3DTopia-XL: Scaling High-quality 3D Asset Generation via Primitive Diffusion
Zhaoxi Chen, Jiaxiang Tang, Yuhao Dong, Ziang Cao, Fangzhou Hong, Yushi Lan, Tengfei Wang, Haozhe Xie, Tong Wu, Shunsuke Saito, Liang Pan, Dahua Lin, Ziwei Liu
TL;DR
This work introduces PrimX, a primitive-based 3D representation encoded as an efficient N×D tensor that jointly models shape, texture, and material on a textured mesh. Built on PrimX, the authors develop Latent Primitive Diffusion, a Transformer-based diffusion model operating on latent per-primitive tokens, augmented by a 3D VAE for local patch compression to enable scalable, high-resolution 3D generation. The approach supports text-to-3D and image-to-3D generation with high-fidelity geometry and physically based rendering (PBR) materials, and includes robust mesh-to-PrimX fitting and PrimX-to-mesh extraction pipelines for practical GLB outputs.

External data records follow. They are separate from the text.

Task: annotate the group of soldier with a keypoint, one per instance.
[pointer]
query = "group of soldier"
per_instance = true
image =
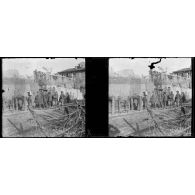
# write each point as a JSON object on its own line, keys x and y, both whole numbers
{"x": 163, "y": 99}
{"x": 43, "y": 99}
{"x": 46, "y": 99}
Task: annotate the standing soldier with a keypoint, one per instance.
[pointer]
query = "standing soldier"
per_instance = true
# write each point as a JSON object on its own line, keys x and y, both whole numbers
{"x": 56, "y": 98}
{"x": 152, "y": 100}
{"x": 29, "y": 99}
{"x": 135, "y": 103}
{"x": 164, "y": 99}
{"x": 40, "y": 99}
{"x": 177, "y": 98}
{"x": 62, "y": 98}
{"x": 37, "y": 100}
{"x": 144, "y": 99}
{"x": 67, "y": 97}
{"x": 183, "y": 98}
{"x": 45, "y": 99}
{"x": 50, "y": 99}
{"x": 172, "y": 98}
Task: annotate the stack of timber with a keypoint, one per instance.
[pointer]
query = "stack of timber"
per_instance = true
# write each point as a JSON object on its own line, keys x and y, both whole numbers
{"x": 60, "y": 121}
{"x": 171, "y": 122}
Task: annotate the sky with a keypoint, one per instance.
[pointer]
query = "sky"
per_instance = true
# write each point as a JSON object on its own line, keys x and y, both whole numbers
{"x": 26, "y": 66}
{"x": 140, "y": 65}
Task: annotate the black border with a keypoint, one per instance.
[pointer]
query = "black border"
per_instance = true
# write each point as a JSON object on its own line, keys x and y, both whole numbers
{"x": 97, "y": 86}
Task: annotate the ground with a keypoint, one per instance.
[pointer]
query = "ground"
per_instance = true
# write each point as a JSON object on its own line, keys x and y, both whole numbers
{"x": 170, "y": 122}
{"x": 51, "y": 121}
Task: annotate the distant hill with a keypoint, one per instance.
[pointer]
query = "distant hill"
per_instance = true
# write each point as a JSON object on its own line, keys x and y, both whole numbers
{"x": 11, "y": 73}
{"x": 126, "y": 73}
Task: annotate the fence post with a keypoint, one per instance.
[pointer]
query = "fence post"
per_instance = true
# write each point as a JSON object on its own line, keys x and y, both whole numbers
{"x": 16, "y": 103}
{"x": 113, "y": 105}
{"x": 139, "y": 102}
{"x": 25, "y": 104}
{"x": 131, "y": 99}
{"x": 119, "y": 109}
{"x": 141, "y": 105}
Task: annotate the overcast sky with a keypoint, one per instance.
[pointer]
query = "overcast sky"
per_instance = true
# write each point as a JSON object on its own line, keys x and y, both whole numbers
{"x": 26, "y": 66}
{"x": 140, "y": 65}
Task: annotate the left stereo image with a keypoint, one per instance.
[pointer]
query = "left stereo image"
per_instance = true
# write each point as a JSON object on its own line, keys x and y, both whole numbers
{"x": 43, "y": 97}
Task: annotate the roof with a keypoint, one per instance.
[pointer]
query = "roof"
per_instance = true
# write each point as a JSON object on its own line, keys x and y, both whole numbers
{"x": 79, "y": 68}
{"x": 183, "y": 70}
{"x": 71, "y": 70}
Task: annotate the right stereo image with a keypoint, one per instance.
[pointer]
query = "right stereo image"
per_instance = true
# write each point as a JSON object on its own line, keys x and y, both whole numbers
{"x": 150, "y": 97}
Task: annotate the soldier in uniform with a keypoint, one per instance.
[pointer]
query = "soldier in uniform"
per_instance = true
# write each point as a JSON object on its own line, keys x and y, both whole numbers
{"x": 50, "y": 99}
{"x": 40, "y": 99}
{"x": 29, "y": 99}
{"x": 67, "y": 97}
{"x": 62, "y": 98}
{"x": 55, "y": 98}
{"x": 152, "y": 100}
{"x": 177, "y": 98}
{"x": 164, "y": 99}
{"x": 172, "y": 98}
{"x": 45, "y": 99}
{"x": 183, "y": 98}
{"x": 37, "y": 100}
{"x": 135, "y": 103}
{"x": 144, "y": 99}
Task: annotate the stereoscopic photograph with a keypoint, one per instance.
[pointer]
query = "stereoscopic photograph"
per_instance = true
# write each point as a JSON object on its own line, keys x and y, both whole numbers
{"x": 150, "y": 97}
{"x": 43, "y": 97}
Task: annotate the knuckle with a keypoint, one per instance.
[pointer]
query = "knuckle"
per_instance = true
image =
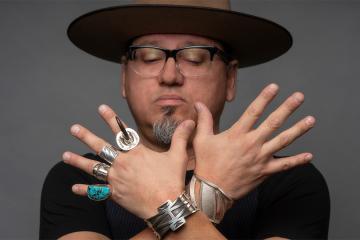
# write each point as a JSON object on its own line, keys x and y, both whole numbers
{"x": 253, "y": 111}
{"x": 287, "y": 165}
{"x": 274, "y": 123}
{"x": 267, "y": 94}
{"x": 284, "y": 140}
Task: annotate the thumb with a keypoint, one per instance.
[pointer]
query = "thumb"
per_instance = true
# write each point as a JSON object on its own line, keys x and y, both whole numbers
{"x": 204, "y": 120}
{"x": 181, "y": 137}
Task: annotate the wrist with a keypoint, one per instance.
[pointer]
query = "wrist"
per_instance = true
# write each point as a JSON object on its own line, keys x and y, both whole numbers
{"x": 158, "y": 200}
{"x": 171, "y": 215}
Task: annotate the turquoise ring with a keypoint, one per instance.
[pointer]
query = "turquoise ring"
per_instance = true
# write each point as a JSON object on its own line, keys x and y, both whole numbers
{"x": 98, "y": 192}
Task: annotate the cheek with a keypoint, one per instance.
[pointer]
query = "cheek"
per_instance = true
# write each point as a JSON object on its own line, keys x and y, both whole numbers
{"x": 212, "y": 92}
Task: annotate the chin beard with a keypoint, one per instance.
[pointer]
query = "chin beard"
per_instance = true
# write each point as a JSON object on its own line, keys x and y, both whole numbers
{"x": 164, "y": 129}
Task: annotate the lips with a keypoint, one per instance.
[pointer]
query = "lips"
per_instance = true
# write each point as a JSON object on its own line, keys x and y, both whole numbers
{"x": 169, "y": 100}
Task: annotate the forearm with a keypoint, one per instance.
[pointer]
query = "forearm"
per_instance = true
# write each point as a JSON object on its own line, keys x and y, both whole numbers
{"x": 197, "y": 226}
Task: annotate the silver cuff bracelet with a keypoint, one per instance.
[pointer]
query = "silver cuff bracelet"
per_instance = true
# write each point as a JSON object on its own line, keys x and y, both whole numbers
{"x": 171, "y": 215}
{"x": 213, "y": 201}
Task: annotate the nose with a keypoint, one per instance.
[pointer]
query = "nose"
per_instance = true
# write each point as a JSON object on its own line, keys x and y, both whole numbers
{"x": 170, "y": 75}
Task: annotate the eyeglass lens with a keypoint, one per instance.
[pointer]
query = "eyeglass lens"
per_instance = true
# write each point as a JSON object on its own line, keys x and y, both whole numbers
{"x": 149, "y": 62}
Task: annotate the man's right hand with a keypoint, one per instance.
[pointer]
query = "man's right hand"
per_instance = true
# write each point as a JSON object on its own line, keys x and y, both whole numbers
{"x": 240, "y": 158}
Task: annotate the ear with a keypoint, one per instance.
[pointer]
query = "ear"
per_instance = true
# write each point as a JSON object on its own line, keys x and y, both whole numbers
{"x": 123, "y": 80}
{"x": 231, "y": 80}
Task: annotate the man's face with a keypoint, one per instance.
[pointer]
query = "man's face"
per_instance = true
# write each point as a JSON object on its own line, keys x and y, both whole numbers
{"x": 171, "y": 95}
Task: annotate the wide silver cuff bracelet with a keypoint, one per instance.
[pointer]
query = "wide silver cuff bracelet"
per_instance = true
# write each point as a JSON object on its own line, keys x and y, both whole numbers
{"x": 212, "y": 200}
{"x": 171, "y": 215}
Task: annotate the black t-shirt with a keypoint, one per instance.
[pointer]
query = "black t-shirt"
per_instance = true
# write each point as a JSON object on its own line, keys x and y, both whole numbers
{"x": 293, "y": 204}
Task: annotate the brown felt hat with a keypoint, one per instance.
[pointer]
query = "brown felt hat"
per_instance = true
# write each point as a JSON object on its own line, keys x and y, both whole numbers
{"x": 106, "y": 33}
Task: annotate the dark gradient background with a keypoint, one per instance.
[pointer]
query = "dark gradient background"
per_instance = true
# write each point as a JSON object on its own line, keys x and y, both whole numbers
{"x": 47, "y": 84}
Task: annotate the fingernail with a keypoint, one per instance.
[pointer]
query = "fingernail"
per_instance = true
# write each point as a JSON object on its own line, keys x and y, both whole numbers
{"x": 75, "y": 129}
{"x": 198, "y": 106}
{"x": 298, "y": 96}
{"x": 273, "y": 87}
{"x": 102, "y": 108}
{"x": 310, "y": 121}
{"x": 308, "y": 156}
{"x": 75, "y": 188}
{"x": 66, "y": 156}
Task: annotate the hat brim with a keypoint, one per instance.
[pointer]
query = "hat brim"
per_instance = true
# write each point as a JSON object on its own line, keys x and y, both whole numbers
{"x": 106, "y": 33}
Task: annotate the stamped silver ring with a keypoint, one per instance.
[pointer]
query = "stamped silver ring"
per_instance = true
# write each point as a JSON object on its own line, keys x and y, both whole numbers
{"x": 101, "y": 171}
{"x": 127, "y": 138}
{"x": 127, "y": 144}
{"x": 108, "y": 153}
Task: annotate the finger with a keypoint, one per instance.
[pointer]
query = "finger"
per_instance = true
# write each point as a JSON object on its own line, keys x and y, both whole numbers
{"x": 287, "y": 137}
{"x": 181, "y": 137}
{"x": 204, "y": 120}
{"x": 80, "y": 162}
{"x": 282, "y": 164}
{"x": 109, "y": 117}
{"x": 87, "y": 137}
{"x": 276, "y": 119}
{"x": 256, "y": 108}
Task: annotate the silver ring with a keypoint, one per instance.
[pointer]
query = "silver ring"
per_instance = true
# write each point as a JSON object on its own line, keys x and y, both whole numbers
{"x": 108, "y": 153}
{"x": 101, "y": 171}
{"x": 123, "y": 143}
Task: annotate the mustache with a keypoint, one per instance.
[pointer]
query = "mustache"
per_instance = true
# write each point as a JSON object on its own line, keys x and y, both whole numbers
{"x": 168, "y": 110}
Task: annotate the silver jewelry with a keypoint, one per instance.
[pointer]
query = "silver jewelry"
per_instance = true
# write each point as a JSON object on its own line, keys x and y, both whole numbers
{"x": 212, "y": 200}
{"x": 101, "y": 171}
{"x": 108, "y": 153}
{"x": 127, "y": 138}
{"x": 127, "y": 144}
{"x": 171, "y": 215}
{"x": 99, "y": 192}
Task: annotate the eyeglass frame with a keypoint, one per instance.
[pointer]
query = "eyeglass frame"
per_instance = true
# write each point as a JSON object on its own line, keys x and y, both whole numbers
{"x": 226, "y": 58}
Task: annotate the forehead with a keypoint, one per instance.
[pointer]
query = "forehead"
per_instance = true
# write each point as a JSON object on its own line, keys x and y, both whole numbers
{"x": 172, "y": 41}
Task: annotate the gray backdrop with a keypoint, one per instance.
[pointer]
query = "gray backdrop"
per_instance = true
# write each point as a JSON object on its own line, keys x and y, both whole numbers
{"x": 47, "y": 84}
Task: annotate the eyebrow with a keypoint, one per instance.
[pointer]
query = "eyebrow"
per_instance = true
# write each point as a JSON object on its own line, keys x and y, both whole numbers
{"x": 153, "y": 43}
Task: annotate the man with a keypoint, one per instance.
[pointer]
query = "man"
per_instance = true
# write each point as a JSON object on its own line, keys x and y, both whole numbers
{"x": 179, "y": 68}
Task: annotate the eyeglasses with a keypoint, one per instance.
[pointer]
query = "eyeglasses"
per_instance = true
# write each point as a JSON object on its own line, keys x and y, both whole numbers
{"x": 192, "y": 61}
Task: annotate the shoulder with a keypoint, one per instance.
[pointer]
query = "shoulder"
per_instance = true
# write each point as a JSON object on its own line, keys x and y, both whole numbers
{"x": 302, "y": 179}
{"x": 62, "y": 212}
{"x": 294, "y": 204}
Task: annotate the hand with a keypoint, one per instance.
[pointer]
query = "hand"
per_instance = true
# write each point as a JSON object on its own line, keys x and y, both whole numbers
{"x": 240, "y": 158}
{"x": 140, "y": 179}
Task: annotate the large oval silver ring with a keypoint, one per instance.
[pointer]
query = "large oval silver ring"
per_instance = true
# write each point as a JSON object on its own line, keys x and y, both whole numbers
{"x": 123, "y": 143}
{"x": 108, "y": 153}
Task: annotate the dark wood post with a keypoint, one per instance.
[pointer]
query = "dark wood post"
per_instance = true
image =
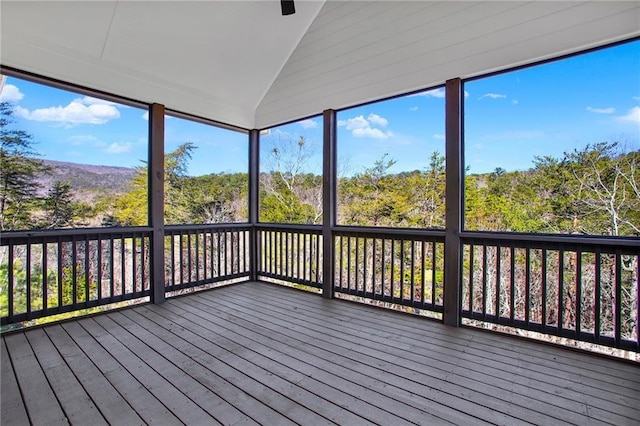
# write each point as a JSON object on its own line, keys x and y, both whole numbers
{"x": 155, "y": 172}
{"x": 329, "y": 195}
{"x": 454, "y": 193}
{"x": 254, "y": 179}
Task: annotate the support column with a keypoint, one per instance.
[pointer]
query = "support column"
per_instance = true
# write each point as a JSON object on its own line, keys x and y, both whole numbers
{"x": 155, "y": 173}
{"x": 329, "y": 196}
{"x": 454, "y": 194}
{"x": 254, "y": 200}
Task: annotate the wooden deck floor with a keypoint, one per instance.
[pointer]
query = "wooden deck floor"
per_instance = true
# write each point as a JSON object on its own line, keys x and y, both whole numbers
{"x": 262, "y": 354}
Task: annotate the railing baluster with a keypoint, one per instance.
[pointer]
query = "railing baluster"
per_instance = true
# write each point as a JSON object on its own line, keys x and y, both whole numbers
{"x": 433, "y": 273}
{"x": 512, "y": 283}
{"x": 527, "y": 281}
{"x": 28, "y": 280}
{"x": 618, "y": 299}
{"x": 87, "y": 271}
{"x": 123, "y": 263}
{"x": 544, "y": 289}
{"x": 45, "y": 277}
{"x": 560, "y": 291}
{"x": 401, "y": 269}
{"x": 578, "y": 295}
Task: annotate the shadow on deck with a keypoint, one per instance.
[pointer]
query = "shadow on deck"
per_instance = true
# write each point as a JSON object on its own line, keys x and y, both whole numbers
{"x": 258, "y": 353}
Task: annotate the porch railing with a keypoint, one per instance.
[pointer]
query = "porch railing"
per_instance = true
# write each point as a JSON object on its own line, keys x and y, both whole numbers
{"x": 197, "y": 255}
{"x": 55, "y": 272}
{"x": 580, "y": 288}
{"x": 291, "y": 253}
{"x": 399, "y": 266}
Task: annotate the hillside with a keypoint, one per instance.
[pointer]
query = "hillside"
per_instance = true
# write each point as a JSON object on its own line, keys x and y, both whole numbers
{"x": 87, "y": 178}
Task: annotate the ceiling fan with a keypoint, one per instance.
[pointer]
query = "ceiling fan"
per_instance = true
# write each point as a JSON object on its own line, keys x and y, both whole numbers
{"x": 288, "y": 8}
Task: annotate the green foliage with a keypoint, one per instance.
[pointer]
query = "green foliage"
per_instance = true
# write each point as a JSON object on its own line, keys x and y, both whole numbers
{"x": 18, "y": 172}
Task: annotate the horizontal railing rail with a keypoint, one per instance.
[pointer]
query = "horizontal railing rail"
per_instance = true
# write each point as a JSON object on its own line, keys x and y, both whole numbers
{"x": 399, "y": 266}
{"x": 197, "y": 255}
{"x": 582, "y": 288}
{"x": 45, "y": 273}
{"x": 291, "y": 253}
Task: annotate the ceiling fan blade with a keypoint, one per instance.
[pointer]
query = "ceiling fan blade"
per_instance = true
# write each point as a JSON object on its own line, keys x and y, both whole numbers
{"x": 288, "y": 8}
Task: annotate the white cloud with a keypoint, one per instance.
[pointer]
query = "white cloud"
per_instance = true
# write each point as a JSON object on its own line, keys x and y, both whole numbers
{"x": 633, "y": 115}
{"x": 609, "y": 110}
{"x": 376, "y": 119}
{"x": 79, "y": 140}
{"x": 118, "y": 148}
{"x": 361, "y": 127}
{"x": 369, "y": 132}
{"x": 11, "y": 93}
{"x": 358, "y": 122}
{"x": 89, "y": 100}
{"x": 309, "y": 124}
{"x": 79, "y": 111}
{"x": 493, "y": 96}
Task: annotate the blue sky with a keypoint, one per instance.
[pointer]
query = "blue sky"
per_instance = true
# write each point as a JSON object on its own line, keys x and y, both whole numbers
{"x": 509, "y": 119}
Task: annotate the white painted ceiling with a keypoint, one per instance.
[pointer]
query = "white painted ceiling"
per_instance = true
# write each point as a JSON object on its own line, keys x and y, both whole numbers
{"x": 243, "y": 63}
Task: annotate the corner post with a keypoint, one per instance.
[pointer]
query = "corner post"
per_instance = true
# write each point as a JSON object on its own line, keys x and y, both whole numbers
{"x": 454, "y": 193}
{"x": 254, "y": 179}
{"x": 329, "y": 195}
{"x": 155, "y": 175}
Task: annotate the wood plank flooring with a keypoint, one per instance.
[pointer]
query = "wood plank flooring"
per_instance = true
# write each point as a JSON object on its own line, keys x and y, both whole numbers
{"x": 257, "y": 353}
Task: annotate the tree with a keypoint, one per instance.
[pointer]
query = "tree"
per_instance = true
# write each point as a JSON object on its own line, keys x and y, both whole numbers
{"x": 19, "y": 170}
{"x": 608, "y": 188}
{"x": 59, "y": 207}
{"x": 288, "y": 194}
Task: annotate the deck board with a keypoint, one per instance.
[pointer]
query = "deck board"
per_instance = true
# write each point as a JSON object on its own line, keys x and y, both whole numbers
{"x": 531, "y": 388}
{"x": 11, "y": 403}
{"x": 258, "y": 353}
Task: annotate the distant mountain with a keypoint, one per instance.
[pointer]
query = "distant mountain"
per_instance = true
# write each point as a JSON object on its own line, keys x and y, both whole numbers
{"x": 87, "y": 178}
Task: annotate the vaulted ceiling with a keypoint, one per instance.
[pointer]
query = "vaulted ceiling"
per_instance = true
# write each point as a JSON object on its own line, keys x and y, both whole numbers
{"x": 243, "y": 63}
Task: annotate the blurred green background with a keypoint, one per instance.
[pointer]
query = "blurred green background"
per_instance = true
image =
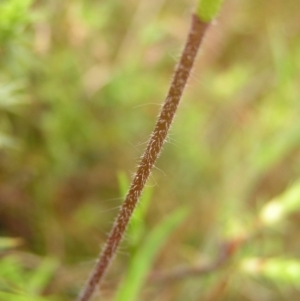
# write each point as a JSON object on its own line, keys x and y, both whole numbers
{"x": 81, "y": 84}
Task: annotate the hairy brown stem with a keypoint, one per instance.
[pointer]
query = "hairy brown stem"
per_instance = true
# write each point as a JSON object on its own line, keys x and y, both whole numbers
{"x": 150, "y": 155}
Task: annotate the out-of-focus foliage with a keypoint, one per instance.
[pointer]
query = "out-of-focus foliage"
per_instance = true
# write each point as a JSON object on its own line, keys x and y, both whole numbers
{"x": 81, "y": 83}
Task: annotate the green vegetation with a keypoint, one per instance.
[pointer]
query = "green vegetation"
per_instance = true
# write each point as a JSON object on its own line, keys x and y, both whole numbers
{"x": 79, "y": 94}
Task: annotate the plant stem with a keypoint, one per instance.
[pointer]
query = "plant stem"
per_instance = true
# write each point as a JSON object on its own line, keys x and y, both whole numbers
{"x": 150, "y": 155}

Empirical results show PrimX outperforms baselines in geometry quality, renderable textures, and material realism, while scaling effectively with model size and primitive counts, and enabling inpainting/interpolation capabilities.
Abstract
The increasing demand for high-quality 3D assets across various industries necessitates efficient and automated 3D content creation. Despite recent advancements in 3D generative models, existing methods still face challenges with optimization speed, geometric fidelity, and the lack of assets for physically based rendering (PBR). In this paper, we introduce 3DTopia-XL, a scalable native 3D generative model designed to overcome these limitations. 3DTopia-XL leverages a novel primitive-based 3D representation, PrimX, which encodes detailed shape, albedo, and material field into a compact tensorial format, facilitating the modeling of high-resolution geometry with PBR assets. On top of the novel representation, we propose a generative framework based on Diffusion Transformer (DiT), which comprises 1) Primitive Patch Compression, 2) and Latent Primitive Diffusion. 3DTopia-XL learns to generate high-quality 3D assets from textual or visual inputs. We conduct extensive qualitative and quantitative experiments to demonstrate that 3DTopia-XL significantly outperforms existing methods in generating high-quality 3D assets with fine-grained textures and materials, efficiently bridging the quality gap between generative models and real-world applications.